A jewellery designer can work independently, designing alone or with a small staff and retailing out of some stores. A designer can also work with one of the big brands or a smaller private player as an employee. While it takes courage to plunge into the middle of things as an entrepreneur, internship gives one the necessary experience, confidence and feel of the market. Aspirants armed with a good degree will get a hearing at jewellery houses in India and abroad. “NID and NIFT degrees are recognised internationally,” says Sangeeta Dewan, head of design at Tanishq and NIFT alumna. A jewellery designer these days is a tech-savvy one, working with 3D and graphic software, though one does need to know about the hands-on technique, mix of metals, stones etc to decide which designs can go from the drawing board to the store shelf
What do they do?
It is hard to link jewellery designing with lab coats and number crunching, but chemistry and maths both go into the making of a nice necklace.
“Jewellery designing requires great aesthetic sense, illustration skill, technical skill, familiarity with chemistry, alloy and a comfort level with maths for the chemical equations,” says Sangeeta Dewan, head of design at Tanishq. These things are taught at design schools like the National Institute of Design (NID) and the National Institute of Fashion Technology (NIFT) as part of their course.
Things have changed from the time our grandmother’s trustee goldsmith would reproduce a design granny or mom had copied for his reference. Today, the Indian jewellery industry is a mini-behemoth, employing 13 lakh people, as per cvtips.com, a career information website.
The buyer base is so huge and jewellery so much a part of Indian life that the market accommodates numerous small to medium houses as well as big players. So, job prospects are bright.
However, the industry is yet to develop the kind of structure that will tell an aspirant where the stepping stones are. “They will find jobs (mostly) with private players, and it’s likely to be so in future,” says Dewan.
Interning for a top brand is like tonic for a designer’s career. Dewan went to NIFT, worked with a jeweller, got a scholarship to go to Milan and then interned with Van Cleef & Arpels, the French jewellery house, before the circle closed in India.
Elsewhere in the world, the career graph of South African Pieter Erasmus, a fine arts student, was also heading towards designing. A section in his art course was on jewellery design. One thing led to another, and Erasmus got a job in London at Erickson Beamon, the “baubles-and-bangles empire”. Now based in Delhi and most recently famous as the person whose creation graced Michelle Obama’s neck, Erasmus makes costume jewellery and for one with a bent for this kind of jewellery, “research and creativity matter more than craftsmanship”. That means studying trends and staying ahead of the curve.
Luckily, a start-up does not mean huge money. “To work with semi-precious gems, you at first need Rs 1.5 lakh-2 lakh,” says Rekha Arora, a designer who sources raw material from all over the world — from Jaipur to Turkey to Thailand — for her label Rika.
Arora, who retails in Delhi from White, a store in Hauz Khas village, closed the deal quite easily, but usually, networking through a design school is the way ahead.
At NIFT, jewellery designing is a part of the BDes programme and students get to work with retailers such as Tanishq and Hazoorilal. “The World Gold Council collaborates with us, and we have tie-ups with international institutions,” says Preetha Hussain, associate professor, BDes, NIFT.
The students learn software, sketching, use of wood and metals, and also marketing strategies.
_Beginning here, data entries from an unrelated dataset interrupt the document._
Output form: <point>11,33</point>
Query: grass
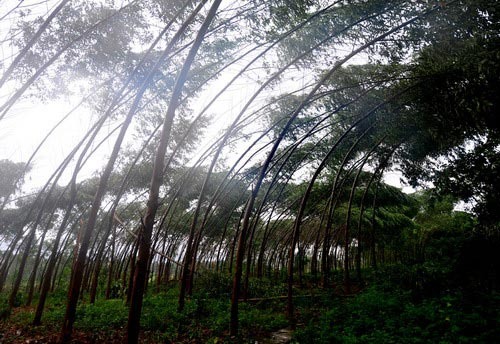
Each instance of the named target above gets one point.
<point>385,311</point>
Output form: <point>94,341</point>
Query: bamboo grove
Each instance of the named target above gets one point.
<point>245,138</point>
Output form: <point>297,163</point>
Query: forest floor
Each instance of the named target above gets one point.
<point>382,311</point>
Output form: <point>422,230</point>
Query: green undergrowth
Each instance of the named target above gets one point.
<point>397,304</point>
<point>390,309</point>
<point>204,318</point>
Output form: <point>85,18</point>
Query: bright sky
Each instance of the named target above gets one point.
<point>29,120</point>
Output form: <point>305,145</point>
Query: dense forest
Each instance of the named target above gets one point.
<point>232,171</point>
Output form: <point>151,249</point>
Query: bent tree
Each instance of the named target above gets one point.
<point>241,139</point>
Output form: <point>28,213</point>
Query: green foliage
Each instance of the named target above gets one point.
<point>378,316</point>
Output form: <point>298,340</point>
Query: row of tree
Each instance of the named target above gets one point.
<point>304,191</point>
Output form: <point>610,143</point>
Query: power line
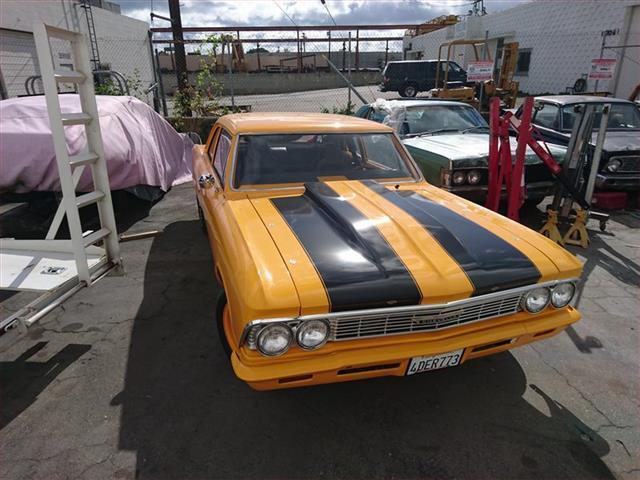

After graduation, the ties with the alma mater remain. As Hussain says, “Our graduates keep coming back for guidance.”
. A knack for illustration
. A keen eye for detail
. An affinity for fine art
. Comfort level with numbers
How do I get there?
A student with a Bachelor’s degree can go abroad for an internship with a jewellery house or study further at an institute like the Politecnico di Milano. The NIFT graduation programme requires a student to do a 22-week project with a jewellery house, making two or three collections for them. “They first understand the trends, go to the shop floor to see the production process and learn about marketing before deciding how their idea can be translated into a viable visual language,” says Preetha Hussain, associate professor, BDes, NIFT.